F1 | GP d’Italia: doppietta Mercedes (Hamilton-Bottas)  nelle FP2

F1 | GP d’Italia: doppietta Mercedes (Hamilton-Bottas) nelle FP2

11 Settembre 2021 0 Di Ivan Mancini

Bene anche i motorizzati Mercedes che confermano il vantaggio dei costruttori tedeschi in questa pista. Lavoro differenziato per molti piloti
 

Dopo la qualifica del venerdì – e in attesa della qualifica sprint – tornano in pista le vetture sul circuito di Monza. La grande novità è il cambio di PU da parte di Leclerc dopo i problemi avuti durante la quaifica. Il monegasco scende in pista montando la prima Power Unit (con cui ha già corso x weekend) e con gomma rossa fa registrare un 1:26.265. Lavoro differenziato in Ferrari nel tentativo di analizzare il degrado delle gomme: l’altro pilota della Rossa, Sainz, scende in pista con gomma gialla e gira in 1:26.210. Altri team, come Aston Martin e McLaren, decidono di adottare strategie separate per i propri piloti.

Trascorsi i primi 20 minuti i team cominciano a scoprire le proprie carte.

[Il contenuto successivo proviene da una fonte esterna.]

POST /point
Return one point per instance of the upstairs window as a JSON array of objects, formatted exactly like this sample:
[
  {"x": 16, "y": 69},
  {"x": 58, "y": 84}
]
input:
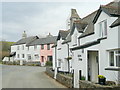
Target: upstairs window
[
  {"x": 114, "y": 57},
  {"x": 48, "y": 46},
  {"x": 35, "y": 47},
  {"x": 22, "y": 47},
  {"x": 111, "y": 57},
  {"x": 18, "y": 56},
  {"x": 42, "y": 46},
  {"x": 23, "y": 55},
  {"x": 28, "y": 48},
  {"x": 103, "y": 28}
]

I più veloci sono i piloti della Red Bull (Verstappen primo in 1:23.754 con gomma rossa, Perez distaccato di 4 decimi con gomma gialla). Seguono a debita distanza le Mercedes (Hamilton 5° in 1:25.350 con gomma rossa, Bottas 8° in 1:25.474 con la mescola più dura a disposizione). Si tratta, tuttavia, di dati dall’importanza relativa, in quanto tra Mercedes e Red Bull ci sono circa 50kg di differenza riguardo il carico di benzina. Mercedes, infatti, con un carico maggiore di carburante (100kg-105kg) è in simulazione del passo gara, mentre in casa Red Bull si è deciso di simulare la qualifica sprint.

A 30 minuti dal termine della sessione di prove libere viene esposta bandiera rossa. L’autore è Sainz che, in uscita dalla curva Ascari (proprio dove ieri i due piloti Ferrari avevano incontrato numerose difficoltà) perde il controllo della vettura. Il pilota non ha riportato danni ma non si può dire lo stesso della vettura, distrutta nell’impatto con le barriere. Sessione sospesa per ripulire la pista e per portare la macchina ai box Ferrari, dove i meccanici provvederanno ad effettuare le dovute riparazioni.

La sessione riprende dopo appena 10 minuti e in casa Mercedes si decide di optare per una simulazione della sprint qualyfing. Le due Mercedes, complici le gomme soft e il minore carico di benzina, fanno momentaneamente registrare i due tempi migliori, confermando lo stato di grazia dei motorizzati Mercedes. Hamilton conclude in prima posizione girando in 1:23.246, segue Bottas ad appena 2 decimi. Anche in Ferrari si decide di simulare la qualifica sprint con l’unica vettura disponibile, quella di Leclerc, che con gomma gialla gira in 1:24.770. Diversa la decisione di altri team, tra cui Aston Martin, Williams e McLaren, che decidono di simulare il passo gara con un maggiore carico di benzina. Ciò va a vantaggio delle due Alfa Romeo, che riescono ad issarsi nella top-10 (Kubica 6° in 1:24.28, Giovinazzi 7° in 1:24.500), separando le due Alpine di Alonso e Ocon.